And there is the OIC’s explaining away of the 9/11 attacks, which “expressed the frustration, disappointment, and disillusion that are festering deep in the Muslims’ soul towards the aggressions and discriminations committed by the West.”
Ekmeleddin Ihsanoglu is also the one who, at the time of the death riots and Muslim riots over those anodyne cartoons in a Danish paper, solemnly likened the effect of those cartoons on Muslims as being akin to the effect on Infidels of the mass murders carried out by Muslims on 9/11.
Finally, Ihsanoglu has explained to an American audience how splendid was the system of “protection” that Islam offered Christians and Jews — “protection” offered by Muslims, for the payment of Jizyah, from those same Muslims.

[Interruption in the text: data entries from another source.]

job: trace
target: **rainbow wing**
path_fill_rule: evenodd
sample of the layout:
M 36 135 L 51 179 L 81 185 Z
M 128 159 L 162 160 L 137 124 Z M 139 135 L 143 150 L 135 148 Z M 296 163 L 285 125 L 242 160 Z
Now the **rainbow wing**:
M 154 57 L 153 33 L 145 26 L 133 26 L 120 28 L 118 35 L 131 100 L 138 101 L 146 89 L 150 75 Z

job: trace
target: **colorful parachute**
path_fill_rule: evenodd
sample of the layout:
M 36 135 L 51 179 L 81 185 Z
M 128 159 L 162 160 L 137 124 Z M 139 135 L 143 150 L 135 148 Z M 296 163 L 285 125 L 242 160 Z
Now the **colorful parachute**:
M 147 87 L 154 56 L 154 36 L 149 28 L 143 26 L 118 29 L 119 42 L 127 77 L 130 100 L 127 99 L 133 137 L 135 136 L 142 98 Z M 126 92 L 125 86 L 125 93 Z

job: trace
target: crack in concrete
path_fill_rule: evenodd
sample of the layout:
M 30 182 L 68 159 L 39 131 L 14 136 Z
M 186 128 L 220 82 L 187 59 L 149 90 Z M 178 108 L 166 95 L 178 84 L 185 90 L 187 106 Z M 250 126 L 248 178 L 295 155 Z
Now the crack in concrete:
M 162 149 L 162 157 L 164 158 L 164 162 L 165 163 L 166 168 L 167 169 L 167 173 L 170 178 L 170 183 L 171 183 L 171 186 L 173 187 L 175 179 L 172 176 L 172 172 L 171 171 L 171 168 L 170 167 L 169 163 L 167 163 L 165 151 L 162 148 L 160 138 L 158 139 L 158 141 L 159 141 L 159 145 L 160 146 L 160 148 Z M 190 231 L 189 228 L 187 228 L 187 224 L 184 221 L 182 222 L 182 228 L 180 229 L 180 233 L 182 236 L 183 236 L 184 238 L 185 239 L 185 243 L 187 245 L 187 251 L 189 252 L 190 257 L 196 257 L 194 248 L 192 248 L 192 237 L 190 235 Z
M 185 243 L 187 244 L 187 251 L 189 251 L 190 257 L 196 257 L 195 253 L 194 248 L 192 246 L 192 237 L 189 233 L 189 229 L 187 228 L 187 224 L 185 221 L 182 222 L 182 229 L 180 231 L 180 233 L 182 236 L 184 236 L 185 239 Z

A system that would have impressed Al Capone. He helpfully explained that the “privilege of becoming a protected minority via an act of dhimmiship was given only to the followers of a prophet to whom a sacred book was revealed.”
Christians and Jews, because you are the lucky “followers of a prophet” — Moses, Jesus (that is, the Muslim Moses, the Muslim Jesus) — you will enjoy, when Muslim rule comes everywhere, the same “privilege of becoming a protected minority via an act of dhimmiship” that Christians and Jews have enjoyed in the Middle East, and elsewhere in Muslim-ruled lands, for so long.
So what’s your problem? Never satisfied? What’s the reason Islam is not pleasin’ you?
In defining “dhimmiship” as the “privilege of becoming a protected minority,” Dr. Ihsanoglu did his best. But those who are so solicitious of the public image of Islam and of Muslims realize that it should not be left up just to NPR, or the BBC, or Le Monde; we all have to pitch in, and do our bit. It might be better if “dhimmi” were to be jettisoned altogether. The word upsets Infidels, and it does nothing for Muslims, either.
Instead of “dhimmis,” why not call them “Friends With Benefits”?
Islam is not merely a bunch of rituals of individual worship, or an explanation of how the universe came to be. It is, more importantly, also a politics and a geopolitics. A man who can present the dhimmi system, and describe the status of the “Protected People” un-ironically as A Good Thing, an Example of Muslim Benevolence and Tolerance, as Ihsanoglu does, is for all of his outward mien, that tie, that Western suit, inwardly as hopelessly primitive as any daggers-and-dishdasha Saudi.